# Costco / Hannspree ST281MKB LCD TV



## Ge0 (Nov 6, 2007)

I want to purchase a large format LCD display (24" and up) for my computer setup to watch movies at close range while working on other stuff at my computer desk.

Right now I have four 19" LCD displays. Although this is great for viewing multiple windows applications simutaneously, it ain't so great for watching widescreen video. Besides, I find that I hardly ever use all 4 monitors at a time. I use three primarily. At first I was thinking a 24" widescreen display with two 19" displays flanking it. But then I was thinking, why not go bigger as long as the resolution was there?

I did some research and uncovered the Hannspree HH-281HPB 1080P monitor as well as a few others from Viewsonic and Acer. The Hanns-G HH-281HPB seemed like the best bang for the buck. Costco had it on sale for $299. But then I notice they also had the Hannspree ST281MKB on sale for the same price. It appears to be the same thing but with the addition of a cheap speaker and a TV tuner. I figure, what the , if anything, I can donate it to one of the kids in the future.

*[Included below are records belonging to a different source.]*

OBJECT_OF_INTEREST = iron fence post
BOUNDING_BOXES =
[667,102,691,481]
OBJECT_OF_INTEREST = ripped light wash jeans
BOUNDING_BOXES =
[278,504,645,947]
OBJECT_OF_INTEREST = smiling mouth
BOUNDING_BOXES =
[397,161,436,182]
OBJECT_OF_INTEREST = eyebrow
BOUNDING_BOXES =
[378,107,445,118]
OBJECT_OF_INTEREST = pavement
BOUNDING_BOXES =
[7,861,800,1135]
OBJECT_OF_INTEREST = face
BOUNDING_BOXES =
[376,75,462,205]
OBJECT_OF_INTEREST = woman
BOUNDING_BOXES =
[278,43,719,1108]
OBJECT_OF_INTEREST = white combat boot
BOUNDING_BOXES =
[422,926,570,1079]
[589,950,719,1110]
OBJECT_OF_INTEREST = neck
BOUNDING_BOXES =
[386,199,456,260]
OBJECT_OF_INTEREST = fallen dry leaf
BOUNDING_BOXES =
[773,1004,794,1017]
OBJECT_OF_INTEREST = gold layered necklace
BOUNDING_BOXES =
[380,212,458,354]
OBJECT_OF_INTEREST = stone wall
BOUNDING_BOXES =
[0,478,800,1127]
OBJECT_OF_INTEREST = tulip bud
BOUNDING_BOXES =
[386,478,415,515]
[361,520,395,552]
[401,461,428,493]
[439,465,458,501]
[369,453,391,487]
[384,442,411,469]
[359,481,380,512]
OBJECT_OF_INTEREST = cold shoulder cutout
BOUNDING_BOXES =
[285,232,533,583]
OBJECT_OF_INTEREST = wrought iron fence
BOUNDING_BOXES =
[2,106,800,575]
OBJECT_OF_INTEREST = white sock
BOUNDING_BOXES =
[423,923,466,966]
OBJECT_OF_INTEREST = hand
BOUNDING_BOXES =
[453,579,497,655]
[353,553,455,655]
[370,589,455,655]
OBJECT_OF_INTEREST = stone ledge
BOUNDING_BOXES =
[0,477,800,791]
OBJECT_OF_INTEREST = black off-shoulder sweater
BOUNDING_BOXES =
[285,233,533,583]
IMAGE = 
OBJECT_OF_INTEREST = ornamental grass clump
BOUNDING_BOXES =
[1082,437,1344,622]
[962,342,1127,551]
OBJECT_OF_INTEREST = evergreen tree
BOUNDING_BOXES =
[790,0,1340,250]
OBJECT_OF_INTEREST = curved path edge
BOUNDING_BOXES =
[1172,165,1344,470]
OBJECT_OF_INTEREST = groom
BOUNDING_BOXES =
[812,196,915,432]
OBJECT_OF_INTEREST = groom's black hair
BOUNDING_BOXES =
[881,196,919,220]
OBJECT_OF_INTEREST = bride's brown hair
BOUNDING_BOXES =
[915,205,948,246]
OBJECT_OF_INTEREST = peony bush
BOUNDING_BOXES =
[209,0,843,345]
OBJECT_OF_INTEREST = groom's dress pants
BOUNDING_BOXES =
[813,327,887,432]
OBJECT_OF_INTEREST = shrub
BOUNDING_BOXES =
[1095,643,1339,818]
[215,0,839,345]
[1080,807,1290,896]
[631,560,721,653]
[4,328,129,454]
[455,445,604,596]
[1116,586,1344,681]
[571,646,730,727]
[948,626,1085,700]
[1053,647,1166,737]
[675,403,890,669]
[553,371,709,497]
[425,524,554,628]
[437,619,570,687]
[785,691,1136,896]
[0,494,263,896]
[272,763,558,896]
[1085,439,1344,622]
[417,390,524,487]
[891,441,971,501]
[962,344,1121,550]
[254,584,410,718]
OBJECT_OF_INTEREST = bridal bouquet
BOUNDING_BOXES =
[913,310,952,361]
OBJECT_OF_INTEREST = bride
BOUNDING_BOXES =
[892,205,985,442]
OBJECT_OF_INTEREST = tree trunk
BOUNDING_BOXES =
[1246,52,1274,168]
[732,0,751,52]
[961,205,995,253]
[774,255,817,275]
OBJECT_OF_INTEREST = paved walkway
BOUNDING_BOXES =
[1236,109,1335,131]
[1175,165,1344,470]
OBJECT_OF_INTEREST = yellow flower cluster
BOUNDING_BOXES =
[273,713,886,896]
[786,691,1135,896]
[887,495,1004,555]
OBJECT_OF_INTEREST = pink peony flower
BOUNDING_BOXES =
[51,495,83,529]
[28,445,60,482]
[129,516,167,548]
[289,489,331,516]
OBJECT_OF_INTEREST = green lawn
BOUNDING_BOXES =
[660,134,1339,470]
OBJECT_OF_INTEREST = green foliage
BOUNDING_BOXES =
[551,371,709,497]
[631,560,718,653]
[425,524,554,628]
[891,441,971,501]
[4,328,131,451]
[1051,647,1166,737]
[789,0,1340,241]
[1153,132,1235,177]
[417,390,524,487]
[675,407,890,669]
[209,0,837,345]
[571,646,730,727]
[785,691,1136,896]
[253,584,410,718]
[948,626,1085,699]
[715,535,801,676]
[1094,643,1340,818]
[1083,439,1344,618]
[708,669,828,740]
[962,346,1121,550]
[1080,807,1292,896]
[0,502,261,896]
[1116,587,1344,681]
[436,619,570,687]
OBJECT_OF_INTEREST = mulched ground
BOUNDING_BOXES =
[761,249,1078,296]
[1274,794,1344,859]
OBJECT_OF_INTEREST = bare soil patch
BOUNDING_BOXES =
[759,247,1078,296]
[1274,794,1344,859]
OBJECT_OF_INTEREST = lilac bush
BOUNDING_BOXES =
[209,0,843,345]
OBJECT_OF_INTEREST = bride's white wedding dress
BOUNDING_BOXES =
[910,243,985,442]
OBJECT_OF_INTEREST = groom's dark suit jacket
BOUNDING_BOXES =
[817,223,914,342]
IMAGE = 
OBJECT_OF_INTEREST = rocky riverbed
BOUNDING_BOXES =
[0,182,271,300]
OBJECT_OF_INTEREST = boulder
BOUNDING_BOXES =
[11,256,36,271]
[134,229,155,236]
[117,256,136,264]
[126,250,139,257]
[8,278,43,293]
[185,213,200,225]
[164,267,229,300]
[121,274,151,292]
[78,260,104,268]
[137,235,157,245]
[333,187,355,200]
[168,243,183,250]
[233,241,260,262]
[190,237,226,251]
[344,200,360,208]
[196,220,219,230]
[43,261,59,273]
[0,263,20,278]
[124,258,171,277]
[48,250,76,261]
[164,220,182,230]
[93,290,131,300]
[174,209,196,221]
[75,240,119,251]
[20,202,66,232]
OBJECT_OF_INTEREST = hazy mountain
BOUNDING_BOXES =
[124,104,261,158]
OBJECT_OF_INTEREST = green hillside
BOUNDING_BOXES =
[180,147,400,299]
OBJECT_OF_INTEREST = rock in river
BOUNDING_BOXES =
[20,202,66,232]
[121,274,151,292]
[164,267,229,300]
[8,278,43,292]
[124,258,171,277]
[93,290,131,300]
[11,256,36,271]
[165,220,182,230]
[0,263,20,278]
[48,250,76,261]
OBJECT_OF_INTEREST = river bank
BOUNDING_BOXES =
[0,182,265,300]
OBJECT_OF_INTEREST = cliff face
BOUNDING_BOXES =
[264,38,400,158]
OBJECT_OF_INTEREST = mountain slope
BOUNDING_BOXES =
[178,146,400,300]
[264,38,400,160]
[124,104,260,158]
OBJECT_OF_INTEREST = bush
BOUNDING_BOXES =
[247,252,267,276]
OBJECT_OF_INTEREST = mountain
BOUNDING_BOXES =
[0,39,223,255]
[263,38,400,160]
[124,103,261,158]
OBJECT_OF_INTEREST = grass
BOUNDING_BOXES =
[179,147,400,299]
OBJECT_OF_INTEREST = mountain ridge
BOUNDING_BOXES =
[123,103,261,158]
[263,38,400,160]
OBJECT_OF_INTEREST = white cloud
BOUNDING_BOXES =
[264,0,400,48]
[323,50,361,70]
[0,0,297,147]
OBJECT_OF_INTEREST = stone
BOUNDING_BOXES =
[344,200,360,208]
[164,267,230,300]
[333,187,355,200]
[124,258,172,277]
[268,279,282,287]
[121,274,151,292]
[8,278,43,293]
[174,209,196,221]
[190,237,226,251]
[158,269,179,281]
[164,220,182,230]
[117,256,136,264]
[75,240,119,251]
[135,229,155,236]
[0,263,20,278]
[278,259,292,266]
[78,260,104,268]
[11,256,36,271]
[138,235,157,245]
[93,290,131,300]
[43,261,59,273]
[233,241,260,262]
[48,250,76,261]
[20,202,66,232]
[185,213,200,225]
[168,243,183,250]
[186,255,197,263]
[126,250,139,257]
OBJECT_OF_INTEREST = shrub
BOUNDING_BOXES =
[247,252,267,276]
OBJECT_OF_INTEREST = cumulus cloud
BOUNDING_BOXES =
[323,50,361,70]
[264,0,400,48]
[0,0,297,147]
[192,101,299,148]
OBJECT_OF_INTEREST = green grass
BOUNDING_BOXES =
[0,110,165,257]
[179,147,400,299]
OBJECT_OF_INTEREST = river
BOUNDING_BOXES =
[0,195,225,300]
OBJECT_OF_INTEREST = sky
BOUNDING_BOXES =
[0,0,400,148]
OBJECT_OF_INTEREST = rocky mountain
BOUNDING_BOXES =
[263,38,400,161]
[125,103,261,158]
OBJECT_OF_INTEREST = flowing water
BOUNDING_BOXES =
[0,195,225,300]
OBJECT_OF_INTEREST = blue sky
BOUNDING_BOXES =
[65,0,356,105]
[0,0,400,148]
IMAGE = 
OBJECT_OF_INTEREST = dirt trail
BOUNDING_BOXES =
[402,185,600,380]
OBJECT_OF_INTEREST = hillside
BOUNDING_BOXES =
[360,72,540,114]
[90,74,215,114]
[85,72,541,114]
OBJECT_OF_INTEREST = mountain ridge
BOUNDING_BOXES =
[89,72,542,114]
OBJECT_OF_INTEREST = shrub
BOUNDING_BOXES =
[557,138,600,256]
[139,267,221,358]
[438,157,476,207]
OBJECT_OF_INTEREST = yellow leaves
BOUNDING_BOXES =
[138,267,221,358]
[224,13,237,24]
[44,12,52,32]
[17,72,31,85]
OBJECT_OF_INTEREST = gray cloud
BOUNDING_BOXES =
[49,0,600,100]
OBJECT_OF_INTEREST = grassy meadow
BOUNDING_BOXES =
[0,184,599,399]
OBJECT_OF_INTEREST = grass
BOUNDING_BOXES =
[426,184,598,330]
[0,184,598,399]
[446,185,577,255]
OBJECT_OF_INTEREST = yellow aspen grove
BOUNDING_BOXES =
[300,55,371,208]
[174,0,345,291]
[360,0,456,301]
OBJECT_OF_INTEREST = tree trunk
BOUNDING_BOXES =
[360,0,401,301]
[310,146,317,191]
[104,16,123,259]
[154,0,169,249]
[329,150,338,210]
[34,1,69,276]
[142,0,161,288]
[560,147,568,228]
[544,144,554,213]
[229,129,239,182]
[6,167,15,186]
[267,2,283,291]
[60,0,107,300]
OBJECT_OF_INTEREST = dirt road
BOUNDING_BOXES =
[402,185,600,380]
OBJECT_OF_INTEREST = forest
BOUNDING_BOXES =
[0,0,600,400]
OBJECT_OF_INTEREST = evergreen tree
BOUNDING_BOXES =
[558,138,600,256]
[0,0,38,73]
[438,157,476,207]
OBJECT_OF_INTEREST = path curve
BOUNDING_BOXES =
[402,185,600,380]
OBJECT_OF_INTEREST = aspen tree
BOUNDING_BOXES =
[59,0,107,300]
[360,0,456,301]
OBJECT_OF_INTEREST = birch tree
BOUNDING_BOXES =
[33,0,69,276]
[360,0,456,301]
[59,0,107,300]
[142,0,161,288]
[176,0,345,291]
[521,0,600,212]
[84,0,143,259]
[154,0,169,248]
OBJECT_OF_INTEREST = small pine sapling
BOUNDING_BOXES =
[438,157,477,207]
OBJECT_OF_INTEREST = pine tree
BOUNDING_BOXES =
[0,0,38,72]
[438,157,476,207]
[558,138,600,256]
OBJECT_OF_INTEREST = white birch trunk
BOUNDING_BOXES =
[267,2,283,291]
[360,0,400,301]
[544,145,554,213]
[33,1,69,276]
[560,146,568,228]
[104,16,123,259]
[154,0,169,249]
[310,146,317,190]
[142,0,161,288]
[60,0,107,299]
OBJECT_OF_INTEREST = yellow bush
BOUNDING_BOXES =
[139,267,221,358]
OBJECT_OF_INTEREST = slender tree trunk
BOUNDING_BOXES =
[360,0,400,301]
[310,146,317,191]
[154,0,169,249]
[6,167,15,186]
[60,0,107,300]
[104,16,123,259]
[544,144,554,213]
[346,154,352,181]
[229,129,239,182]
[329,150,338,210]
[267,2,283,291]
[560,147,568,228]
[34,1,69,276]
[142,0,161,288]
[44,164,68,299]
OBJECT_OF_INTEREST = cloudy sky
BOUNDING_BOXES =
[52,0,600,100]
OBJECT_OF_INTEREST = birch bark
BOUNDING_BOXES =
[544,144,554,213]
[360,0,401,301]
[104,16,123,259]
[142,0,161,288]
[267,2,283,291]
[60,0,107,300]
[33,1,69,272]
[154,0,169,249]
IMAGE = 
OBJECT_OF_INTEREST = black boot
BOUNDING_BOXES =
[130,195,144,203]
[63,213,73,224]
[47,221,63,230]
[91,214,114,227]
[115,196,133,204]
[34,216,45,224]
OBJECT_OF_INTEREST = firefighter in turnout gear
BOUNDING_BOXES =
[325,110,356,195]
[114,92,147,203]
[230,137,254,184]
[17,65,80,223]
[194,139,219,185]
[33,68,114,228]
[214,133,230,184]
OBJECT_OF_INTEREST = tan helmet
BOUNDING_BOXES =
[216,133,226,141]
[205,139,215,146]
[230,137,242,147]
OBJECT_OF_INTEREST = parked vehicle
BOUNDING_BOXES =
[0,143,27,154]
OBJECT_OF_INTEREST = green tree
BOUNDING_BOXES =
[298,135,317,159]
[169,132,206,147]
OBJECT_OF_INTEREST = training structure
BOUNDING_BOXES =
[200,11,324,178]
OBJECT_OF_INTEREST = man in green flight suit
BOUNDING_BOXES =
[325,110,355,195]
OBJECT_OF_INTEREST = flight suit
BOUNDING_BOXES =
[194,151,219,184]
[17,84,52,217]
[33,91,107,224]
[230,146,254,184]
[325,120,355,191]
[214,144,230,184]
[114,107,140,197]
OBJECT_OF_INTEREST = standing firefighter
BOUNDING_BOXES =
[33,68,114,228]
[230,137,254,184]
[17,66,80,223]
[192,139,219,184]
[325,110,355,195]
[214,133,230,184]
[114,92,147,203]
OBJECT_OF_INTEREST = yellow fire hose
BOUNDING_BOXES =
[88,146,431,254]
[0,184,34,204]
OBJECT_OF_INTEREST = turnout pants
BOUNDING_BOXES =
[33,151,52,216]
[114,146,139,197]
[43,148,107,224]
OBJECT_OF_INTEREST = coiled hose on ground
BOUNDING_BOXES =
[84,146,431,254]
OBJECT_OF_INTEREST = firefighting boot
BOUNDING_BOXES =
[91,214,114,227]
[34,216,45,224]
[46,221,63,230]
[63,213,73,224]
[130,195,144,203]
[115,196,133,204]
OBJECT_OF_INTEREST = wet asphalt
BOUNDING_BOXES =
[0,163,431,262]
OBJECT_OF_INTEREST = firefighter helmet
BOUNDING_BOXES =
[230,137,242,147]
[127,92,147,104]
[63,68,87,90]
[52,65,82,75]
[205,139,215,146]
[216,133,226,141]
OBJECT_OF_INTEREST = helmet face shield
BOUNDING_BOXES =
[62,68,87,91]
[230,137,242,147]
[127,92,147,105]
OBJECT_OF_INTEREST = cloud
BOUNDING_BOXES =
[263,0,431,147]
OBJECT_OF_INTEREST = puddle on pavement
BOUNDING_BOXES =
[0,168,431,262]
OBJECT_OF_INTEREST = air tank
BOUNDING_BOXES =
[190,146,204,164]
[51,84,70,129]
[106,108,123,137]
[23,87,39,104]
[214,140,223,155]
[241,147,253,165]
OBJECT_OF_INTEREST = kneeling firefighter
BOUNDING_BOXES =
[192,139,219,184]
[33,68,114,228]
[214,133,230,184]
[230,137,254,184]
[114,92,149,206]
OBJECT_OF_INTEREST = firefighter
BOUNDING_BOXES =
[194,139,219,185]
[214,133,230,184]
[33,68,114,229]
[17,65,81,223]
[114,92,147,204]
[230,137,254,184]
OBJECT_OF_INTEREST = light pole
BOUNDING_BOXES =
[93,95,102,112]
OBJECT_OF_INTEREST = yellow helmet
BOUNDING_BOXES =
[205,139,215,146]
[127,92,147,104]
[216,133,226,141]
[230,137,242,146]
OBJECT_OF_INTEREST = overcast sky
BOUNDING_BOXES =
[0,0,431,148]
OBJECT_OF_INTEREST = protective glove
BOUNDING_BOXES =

My question. I realize Hannspree probably does not offer the best LCD out there. But, is it good enough for light duty video where the absolute in video quality is not the main priority? A lot of my video is not high definition. Rather, it is DVD quality at best. That, and will this LCD satisfy me for standard comutational needs. It is 1900x1200 but it is a large display to be sitting 3 to 4 foot in front of my face. Typically large computer displays like this have resolutions of 2500x1600 or some other outrageous figure and require slaving two DVI ports together.

Can anyone lend some insight?

Ge0


----------



## eugovector (Sep 4, 2006)

Typically TV monitors have a lower resolution than computer monitors at large sizes, but better contrast ratios. This would be ideal for watching movies, but your text/icons may be larger than you would like during pc applications.


----------



## Ge0 (Nov 6, 2007)

Both the monitor and television I was looking at have the same screen size, same resolution. I believe they probably use the same LCD panel in both...

Ge0


----------



## eugovector (Sep 4, 2006)

If they appear to be the same panel quality, then just pick whichever one has the features you're looking for. What's the price difference?


----------



## Ge0 (Nov 6, 2007)

No price difference, same price... I still feel like there has to be a gotcha. Adding the tuner and additional input has to acocunt for something right???

Ge0


----------



## eugovector (Sep 4, 2006)

Take a look at the specs. Contrast ration, resolution, whatever...are there any differences?


----------